Al final, la otra chica desvió la mirada, encogiendo los hombros mientras se mordía el labio inferior. Qué adorable pensó Anna al verla. Al final, la rubia respiró hondo, algo temblorosa, y abrió la boca para hablar. Anna pudo sentir su corazón latir más rápido.
Y justo cuando el primer sonido iba a escapar de sus labios, pudieron oír pisadas aproximarse.
-¿Anna?
Los ojos de Anna se clavaron en los de su hermano, que acababa de volver de la máquina expendedora con una botella de agua en una mano y una Coca-Cola en la otra. Entrecerró los ojos de forma amenazadora al ver a la rubia, que pareció encogerse sobre sí misma, apretándose las manos más fuerte que hacía un momento.
-Hey, Hans, gracias por traerme el…
Él la interrumpió con un gruñido.
-¿Qué haces tú aquí? - le espetó a la chica rubia.
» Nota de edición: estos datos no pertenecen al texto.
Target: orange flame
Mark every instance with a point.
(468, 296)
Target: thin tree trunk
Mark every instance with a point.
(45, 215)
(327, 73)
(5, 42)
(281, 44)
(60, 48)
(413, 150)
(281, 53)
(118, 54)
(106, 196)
Anna frunció el ceño al notar el enfado en el tono de voz de su hermano. Sabía lo sobreprotector que era con ella, pero no había motivo para ponerse así con una chica inocente que sólo quería decir hola.
-Hans…
-Lárgate.
-¡Hans!
Anna se levantó y trató de detenerla, pero la chica prácticamente salió disparada hacia el otro lado de la habitación, sentándose rápidamente en la silla donde Anna se imaginó que había estado sentada antes, considerando que al instante metió la nariz en un libro que había sobre la mesa.
Apretó los puños y se giró hacia su hermano, dirigiéndole una mirada enfurecida.
-¿A qué ha venido eso? ¡No estaba haciendo nada malo!
Hans se dejó caer en el sofá. Parecía haber perdido el interés ahora que la chica estaba a una distancia prudencial. Dejó la botella de agua en el suelo y abrió su Coca-Cola.
Anna suspiró. Miró con tristeza al otro lado de la habitación, pero sonrió muy levemente cuando vio que la chica rubia aferraba un lápiz en su mano izquierda y estaba garabateando algo en el libro. Así que es una artista. Hm.
Siguió mirándola durante unos segundos más antes de volver a sentarse junto a su hermano. Cogió la botella de agua y le quitó el tapón, volviendo a dejarse atrapar por la suavidad del sillón.
Su hermano no dijo una palabra más durante el resto de la visita.